柳儿过了排竹后却没有马上向前走,因为一过来就感觉心口闷闷地,气息一下子变得不是非常流畅。记得《玄觉》上讲过,突然间出现了这种情况叫做“意压”,其中缘由有好多种,应该集中精神入玄化虚去辨查,感觉周围以及自身的每一处微小变化。
现在大家都着急往岭子下的树林赶,这种情形柳儿是无法集中精力去入玄化虚的,她还远没有随时随地入得化境的道行。
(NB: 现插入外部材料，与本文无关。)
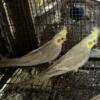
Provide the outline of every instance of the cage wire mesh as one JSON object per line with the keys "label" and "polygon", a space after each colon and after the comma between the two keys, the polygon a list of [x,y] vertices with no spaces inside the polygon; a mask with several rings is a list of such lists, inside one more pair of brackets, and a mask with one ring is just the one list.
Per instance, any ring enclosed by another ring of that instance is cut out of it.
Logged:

不过这种现象却让她变得小心,放慢跟行的脚步,尽量利用清明三觉观察周围的情形变化。
坠在后面的柳儿刚好看到水油爆做的犬嗅样,禁不住掩口要笑:“水老爹,侬闻出啥么子个?有勿有好小菜?”
水油爆竟然没有对柳儿的笑语反击,却是一反常态地小声对柳儿说:“柳半仙儿,你细闻闻出,看有什么异样没有?”
柳儿听水油爆叫她柳半仙儿,表情明显一愣。她曾在龙虎山被掌教天师和几位辈份极高的老天师辨相明身,说她是“青瞳碧眼的半仙之体。”,这事情只有秦先生和那些辨相的天师们知道,而这“柳半仙儿”也只有掌教天师玩笑式地叫过她两次。这水油爆到底是什么身份,怎么连这些都知道。不过,既然他连这些都知道,不止是说明他地位的尊崇和重要,而且也证明了他绝对是掌教天师派来帮助自己的。柳儿脑子中迅速地扫过这一路走来发生的看似巧合的事情,看来以前秦先生告诉给自己的话没错:高深之人,才能巧合为事。
“打什么愣?问你话呢!丫头是不是在想藏枕头下的猪头肉呀。”
柳儿从水油爆接上来的这句话里听出,他水老头并非真的要问自己闻到了什么,而是要适时的用刚才那个称呼表明自己的可信度。
“有的呀!”柳儿随口答道。
“有什么?”水油爆的语气很不以为然,似乎已经知道柳儿没有闻出什么,只是敷衍打趣自己。
“阿拉闻出侬已经几天没有喝酒格,勿晓得是戒酒哉还是舍不得喝格?”
“舍不得,这酒要派用场的。”
“哦!”虽然柳儿不知道这酒能有什么用场,但感觉中水油爆要不捏着个酒瓶,就像自己没了“飞絮帕”、五侯没了朴刀一样不自然。
“你们不要在后面啰嗦了,天墨涂目甩鞋钉(天色漆黑没有现成的路径)别再生米粢饭粘开水(走散了找不到)。”余小刺在前面高声招呼他们三个,是的,三个,还有个五侯在他们前面八九步远处,慢慢走着等柳儿他们。
“知道!”“晓得格。”柳儿和水油爆一起答应了声,这回答表明余把子的匪家黑话他们都能听得懂。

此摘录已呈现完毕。